Journaling is a trendy sort of thing. I know people who have been doing it, religiously, for years. Others started but did not stay with it. It is like a routine of physical exercise, I guess. I know others who have started after taking a journaling class. Interesting. I did not know there was a class for something like this – teaching you to write thoughts and ideas in a book.

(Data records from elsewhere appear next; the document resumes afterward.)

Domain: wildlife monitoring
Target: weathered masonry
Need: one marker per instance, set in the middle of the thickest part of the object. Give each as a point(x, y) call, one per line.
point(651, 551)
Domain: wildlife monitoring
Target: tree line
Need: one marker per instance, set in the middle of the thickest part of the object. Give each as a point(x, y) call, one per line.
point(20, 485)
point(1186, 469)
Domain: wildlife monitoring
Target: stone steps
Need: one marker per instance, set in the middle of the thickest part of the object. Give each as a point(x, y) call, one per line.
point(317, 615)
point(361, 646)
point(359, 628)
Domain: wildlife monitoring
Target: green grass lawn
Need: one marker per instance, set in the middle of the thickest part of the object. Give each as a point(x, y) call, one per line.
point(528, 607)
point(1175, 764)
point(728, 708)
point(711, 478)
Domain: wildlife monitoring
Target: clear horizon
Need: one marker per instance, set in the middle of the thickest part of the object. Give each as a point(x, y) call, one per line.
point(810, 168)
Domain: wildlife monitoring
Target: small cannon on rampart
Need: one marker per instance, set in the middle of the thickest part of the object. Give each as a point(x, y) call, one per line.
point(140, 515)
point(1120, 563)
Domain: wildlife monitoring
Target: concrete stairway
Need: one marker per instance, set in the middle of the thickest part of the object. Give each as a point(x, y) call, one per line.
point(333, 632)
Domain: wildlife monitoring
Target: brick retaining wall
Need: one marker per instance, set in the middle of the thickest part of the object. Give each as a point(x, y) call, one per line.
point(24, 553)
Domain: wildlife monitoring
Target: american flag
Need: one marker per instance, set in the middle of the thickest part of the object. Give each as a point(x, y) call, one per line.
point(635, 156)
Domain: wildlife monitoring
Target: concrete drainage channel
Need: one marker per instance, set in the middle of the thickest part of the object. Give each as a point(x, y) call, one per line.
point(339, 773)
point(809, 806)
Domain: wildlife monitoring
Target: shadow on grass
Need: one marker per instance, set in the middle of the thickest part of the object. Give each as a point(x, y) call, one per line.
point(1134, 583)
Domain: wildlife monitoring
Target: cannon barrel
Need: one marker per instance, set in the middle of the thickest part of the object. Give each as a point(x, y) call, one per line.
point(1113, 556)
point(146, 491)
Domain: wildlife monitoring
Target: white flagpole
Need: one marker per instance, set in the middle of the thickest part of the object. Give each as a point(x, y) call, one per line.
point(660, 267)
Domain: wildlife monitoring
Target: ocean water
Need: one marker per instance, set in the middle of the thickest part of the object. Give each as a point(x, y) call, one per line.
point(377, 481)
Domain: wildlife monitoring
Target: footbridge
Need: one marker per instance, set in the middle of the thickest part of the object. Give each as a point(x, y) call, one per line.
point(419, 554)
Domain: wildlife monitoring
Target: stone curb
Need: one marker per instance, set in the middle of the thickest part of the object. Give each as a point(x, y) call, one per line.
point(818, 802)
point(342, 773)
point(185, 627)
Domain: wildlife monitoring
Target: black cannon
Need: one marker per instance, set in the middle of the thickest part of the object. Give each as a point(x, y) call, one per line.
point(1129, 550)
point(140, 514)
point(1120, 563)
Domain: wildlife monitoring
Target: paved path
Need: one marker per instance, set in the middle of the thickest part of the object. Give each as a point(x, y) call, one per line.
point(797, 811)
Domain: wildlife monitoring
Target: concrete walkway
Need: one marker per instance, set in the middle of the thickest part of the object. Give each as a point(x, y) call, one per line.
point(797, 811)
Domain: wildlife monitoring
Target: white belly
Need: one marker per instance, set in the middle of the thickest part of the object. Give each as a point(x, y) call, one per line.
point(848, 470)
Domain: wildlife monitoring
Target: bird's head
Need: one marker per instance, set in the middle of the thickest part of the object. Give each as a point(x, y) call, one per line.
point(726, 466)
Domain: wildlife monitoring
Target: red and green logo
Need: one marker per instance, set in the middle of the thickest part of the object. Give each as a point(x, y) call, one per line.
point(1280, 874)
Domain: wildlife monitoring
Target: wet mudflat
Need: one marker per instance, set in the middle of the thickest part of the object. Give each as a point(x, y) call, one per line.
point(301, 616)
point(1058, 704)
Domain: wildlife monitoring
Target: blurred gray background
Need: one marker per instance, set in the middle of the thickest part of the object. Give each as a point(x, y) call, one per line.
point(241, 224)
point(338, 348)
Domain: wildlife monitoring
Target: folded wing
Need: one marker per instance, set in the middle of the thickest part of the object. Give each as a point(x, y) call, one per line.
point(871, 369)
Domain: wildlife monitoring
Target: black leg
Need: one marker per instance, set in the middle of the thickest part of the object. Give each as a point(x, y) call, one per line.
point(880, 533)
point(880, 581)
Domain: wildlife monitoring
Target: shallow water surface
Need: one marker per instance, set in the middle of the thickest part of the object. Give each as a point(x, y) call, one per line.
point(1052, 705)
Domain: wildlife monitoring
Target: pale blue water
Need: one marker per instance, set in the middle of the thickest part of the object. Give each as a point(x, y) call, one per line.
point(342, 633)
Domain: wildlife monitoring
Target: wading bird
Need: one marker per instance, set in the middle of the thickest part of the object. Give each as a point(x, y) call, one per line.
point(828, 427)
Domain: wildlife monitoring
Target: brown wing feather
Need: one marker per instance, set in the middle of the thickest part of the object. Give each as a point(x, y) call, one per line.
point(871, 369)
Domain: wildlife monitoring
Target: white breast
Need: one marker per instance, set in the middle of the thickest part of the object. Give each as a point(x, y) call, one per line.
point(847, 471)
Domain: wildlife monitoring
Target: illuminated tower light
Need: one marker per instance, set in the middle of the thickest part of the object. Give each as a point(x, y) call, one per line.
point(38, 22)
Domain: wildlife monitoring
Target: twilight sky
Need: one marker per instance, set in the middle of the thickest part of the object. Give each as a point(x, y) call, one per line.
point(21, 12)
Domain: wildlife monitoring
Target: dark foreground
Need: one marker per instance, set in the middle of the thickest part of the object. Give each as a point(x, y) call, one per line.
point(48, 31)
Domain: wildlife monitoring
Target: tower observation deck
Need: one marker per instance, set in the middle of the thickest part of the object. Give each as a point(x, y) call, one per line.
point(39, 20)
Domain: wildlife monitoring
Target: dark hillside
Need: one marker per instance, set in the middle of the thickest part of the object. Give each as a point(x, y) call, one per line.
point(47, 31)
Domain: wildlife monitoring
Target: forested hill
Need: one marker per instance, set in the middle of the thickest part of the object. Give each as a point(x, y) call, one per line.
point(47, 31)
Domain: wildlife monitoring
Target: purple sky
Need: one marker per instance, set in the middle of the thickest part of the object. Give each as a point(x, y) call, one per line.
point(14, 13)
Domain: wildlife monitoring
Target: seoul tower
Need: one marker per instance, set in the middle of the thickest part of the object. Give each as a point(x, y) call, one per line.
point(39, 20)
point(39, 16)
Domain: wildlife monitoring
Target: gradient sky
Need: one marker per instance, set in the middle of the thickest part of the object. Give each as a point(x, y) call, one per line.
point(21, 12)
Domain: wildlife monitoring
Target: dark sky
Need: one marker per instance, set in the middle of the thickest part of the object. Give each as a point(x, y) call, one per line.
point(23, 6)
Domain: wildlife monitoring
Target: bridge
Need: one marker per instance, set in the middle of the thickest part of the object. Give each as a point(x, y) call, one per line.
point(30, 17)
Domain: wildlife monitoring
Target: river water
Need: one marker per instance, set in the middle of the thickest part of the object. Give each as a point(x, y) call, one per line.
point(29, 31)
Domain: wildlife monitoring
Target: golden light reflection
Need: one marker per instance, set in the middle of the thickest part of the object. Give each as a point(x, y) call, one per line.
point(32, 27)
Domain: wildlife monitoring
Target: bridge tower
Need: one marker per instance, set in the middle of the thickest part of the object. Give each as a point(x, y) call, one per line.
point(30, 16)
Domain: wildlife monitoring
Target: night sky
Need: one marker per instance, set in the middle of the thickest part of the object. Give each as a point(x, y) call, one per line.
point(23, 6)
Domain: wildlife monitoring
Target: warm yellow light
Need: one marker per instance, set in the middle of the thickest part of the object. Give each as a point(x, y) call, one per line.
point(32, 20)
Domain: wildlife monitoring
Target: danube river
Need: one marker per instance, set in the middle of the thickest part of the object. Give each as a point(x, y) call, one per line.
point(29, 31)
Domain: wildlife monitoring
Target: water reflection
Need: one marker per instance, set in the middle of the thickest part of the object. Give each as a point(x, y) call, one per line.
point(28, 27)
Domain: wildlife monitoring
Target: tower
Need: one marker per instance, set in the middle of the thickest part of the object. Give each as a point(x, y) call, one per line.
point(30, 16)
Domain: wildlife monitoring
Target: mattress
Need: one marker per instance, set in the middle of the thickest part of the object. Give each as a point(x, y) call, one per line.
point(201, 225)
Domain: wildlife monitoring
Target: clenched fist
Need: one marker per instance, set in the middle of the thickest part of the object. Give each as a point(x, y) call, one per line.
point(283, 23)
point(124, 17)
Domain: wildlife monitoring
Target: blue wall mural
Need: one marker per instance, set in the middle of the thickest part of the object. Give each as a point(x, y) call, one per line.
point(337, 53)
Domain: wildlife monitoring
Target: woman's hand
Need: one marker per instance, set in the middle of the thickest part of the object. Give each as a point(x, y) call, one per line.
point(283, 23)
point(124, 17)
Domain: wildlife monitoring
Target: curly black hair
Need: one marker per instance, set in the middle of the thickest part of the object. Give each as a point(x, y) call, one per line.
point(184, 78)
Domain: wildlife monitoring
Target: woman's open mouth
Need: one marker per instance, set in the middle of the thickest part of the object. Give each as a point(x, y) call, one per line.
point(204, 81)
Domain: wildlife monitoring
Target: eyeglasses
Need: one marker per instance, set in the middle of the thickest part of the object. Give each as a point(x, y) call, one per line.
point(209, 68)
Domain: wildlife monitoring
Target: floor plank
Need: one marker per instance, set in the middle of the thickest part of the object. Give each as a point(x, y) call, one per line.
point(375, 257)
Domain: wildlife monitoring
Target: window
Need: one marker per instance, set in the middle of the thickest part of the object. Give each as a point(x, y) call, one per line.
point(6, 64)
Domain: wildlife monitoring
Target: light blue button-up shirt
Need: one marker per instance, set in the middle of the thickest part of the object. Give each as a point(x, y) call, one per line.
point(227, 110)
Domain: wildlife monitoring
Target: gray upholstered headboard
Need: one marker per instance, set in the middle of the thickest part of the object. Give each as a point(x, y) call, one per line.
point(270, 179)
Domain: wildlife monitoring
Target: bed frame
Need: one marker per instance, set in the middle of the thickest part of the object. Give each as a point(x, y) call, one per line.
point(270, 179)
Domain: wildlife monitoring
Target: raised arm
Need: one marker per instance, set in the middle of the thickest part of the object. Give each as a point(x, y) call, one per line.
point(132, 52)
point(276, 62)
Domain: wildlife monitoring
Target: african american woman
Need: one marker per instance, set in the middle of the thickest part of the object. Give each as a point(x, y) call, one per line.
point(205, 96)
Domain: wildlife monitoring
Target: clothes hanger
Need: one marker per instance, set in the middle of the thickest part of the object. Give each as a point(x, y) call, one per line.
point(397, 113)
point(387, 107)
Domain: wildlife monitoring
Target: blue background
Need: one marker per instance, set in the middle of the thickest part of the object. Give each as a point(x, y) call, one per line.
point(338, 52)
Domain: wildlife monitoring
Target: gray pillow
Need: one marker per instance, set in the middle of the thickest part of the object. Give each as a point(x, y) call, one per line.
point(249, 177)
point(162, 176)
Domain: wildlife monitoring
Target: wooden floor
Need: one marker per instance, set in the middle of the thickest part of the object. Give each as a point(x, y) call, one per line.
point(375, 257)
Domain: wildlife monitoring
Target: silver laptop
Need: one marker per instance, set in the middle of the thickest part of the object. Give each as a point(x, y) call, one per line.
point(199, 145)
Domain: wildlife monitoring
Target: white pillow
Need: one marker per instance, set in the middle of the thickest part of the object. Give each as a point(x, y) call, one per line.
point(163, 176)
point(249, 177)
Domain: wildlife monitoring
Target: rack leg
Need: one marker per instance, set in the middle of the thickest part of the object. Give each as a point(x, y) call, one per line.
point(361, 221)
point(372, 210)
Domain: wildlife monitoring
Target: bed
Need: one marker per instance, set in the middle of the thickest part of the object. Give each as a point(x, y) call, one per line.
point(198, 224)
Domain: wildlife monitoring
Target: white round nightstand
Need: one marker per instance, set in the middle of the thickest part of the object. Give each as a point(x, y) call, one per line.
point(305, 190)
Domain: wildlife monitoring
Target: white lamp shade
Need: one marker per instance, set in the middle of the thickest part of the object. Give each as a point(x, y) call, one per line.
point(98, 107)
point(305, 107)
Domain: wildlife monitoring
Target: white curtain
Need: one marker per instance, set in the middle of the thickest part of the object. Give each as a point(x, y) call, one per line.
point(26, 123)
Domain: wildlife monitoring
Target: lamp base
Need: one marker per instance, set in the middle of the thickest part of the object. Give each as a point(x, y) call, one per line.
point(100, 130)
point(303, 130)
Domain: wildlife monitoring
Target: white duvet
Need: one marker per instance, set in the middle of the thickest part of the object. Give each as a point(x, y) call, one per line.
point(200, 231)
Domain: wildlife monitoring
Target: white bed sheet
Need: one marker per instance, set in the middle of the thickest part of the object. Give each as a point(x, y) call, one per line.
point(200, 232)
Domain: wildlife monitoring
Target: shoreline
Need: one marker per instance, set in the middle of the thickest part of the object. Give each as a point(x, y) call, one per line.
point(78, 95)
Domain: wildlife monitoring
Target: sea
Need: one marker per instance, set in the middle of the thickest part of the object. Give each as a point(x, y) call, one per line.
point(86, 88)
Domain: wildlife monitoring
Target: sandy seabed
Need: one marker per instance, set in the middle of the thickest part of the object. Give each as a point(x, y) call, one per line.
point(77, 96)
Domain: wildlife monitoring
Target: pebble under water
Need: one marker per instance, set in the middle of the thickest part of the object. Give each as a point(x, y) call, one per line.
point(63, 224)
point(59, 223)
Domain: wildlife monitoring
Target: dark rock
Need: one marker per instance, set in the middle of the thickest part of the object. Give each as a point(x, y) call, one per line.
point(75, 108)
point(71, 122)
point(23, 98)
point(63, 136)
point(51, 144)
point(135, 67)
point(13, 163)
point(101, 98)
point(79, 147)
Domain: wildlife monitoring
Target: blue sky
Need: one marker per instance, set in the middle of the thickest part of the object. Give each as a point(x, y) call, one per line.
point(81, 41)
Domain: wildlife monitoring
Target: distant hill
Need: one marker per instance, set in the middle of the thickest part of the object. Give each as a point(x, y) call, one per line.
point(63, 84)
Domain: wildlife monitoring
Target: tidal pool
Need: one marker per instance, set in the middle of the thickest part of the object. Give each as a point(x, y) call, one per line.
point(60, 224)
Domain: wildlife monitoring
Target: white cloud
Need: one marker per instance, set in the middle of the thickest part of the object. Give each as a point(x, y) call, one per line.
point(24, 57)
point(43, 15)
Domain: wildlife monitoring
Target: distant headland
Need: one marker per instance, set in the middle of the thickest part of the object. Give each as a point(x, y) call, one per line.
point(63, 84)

My interest in journaling did not come from a lofty notion that I had something important to say, recall or reflect upon. No, it was much more superficial. It was a picture in a magazine of a great looking leather notebook and a beautiful pen (in what you write, and with what you write, is very important to some journalists). A rugged looking model posing as one of the world’s great adventurers/writers was making notes while sipping what looked to be a glass of expensive single malt scotch. That was the purpose of the magazine advertisement, not the merits of journaling. That leather journal and the pen made an impression. Then during one of my frequent business trips – not to Africa or some exotic Far East destination, but Wichita — I saw someone else making notes in an interesting notebook. He, too, was using an interesting looking pen. Then I heard a speaker at a leadership conference talk about the value of reflective journaling. I learned that some of the most celebrated leaders in the nation — in business and the military — journal on a regular basis
I began to think about the idea from time-to-time. As a former crime writer and investigative reporter for a major Texas newspaper, I missed the “art” of writing although there are those who would argue that this type of writing – a report on some bloody killing or bizarre auto accident – is really 250 words in short declarative sentences organized in three or so paragraphs masquerading as tomorrow’s history. About seven or eight years ago, I began to make notes in the classic spiral notebook on how I could improve my business and my life, as well as notes on tasks for the next day – something that I do more and more frequently as my hair continues its march to total grayness. Occasionally I wrote something that was good but most of the time I rarely went back and reread the previous entry’s musings, except to look at my notes for the Outlook calendar. Then I met Rand Stagen,Senior Partner at Stagen, a Dallas-based management consultancy. Mr. Stagen helped me connect the concept of reflective journaling and improving as a leader – Chairman and Founder of a JohnMarch Partners — an executive search firm. He believes, and I am now a Stagen devotee on this issue, that there is a correlation between the discipline of reflective journaling and an executive’s ability to master the art of next-level leadership. To read more about this deeply important leadership concept and download a copy of this white paper, visit his web site.
I am no next-level leadership expert as I am clearly about to demonstrate, but borrowing from Mr. Stagen’s excellent work is very helpful when I talk to students in graduate healthcare management programs. I frequently use one of Rand’s great examples: the head football coach. Television cameras cut to a close-up of the head coach on the sideline at crucial times during the game, plotting his next move. Stagen makes an important point – that he may have the final say in calling the next play, but the coach has the worst seat in the house – at field level, which precludes him from gaining any perspective with regard to how his offense is being defensed. However, he does have a headset and he is talking to a member of his coaching staff who is located in the press box high above the playing field, Stagen writes. That coach may not be as smart or as experienced as the head coach, but he does have a different perspective and he (rarely, if ever, a she) can see opportunities the head coach cannot see. That, briefly, made the case for why every leader should keep a journal.
The discipline of reflective journaling allows a leader to move high above the playing field to revisit key decisions or events, and think about how a decision was made and executed. To gain a sense of perspective of what was overlooked or misjudged when the actual decision was made. And to learn from the experience.
My journal entries today cover my Firm’s efforts to reach next-level recruiting, on the critical decisions we make in our searches as well as ideas for future blogs. As the birthdays fly by, and I am required to make more notes on day-to-day operations, I keep a separate log to update my Outlook Tasks list and calendar.
Today I have graduated from the spiral notebook. I journal in the classic Moleskine and I have a really good pen.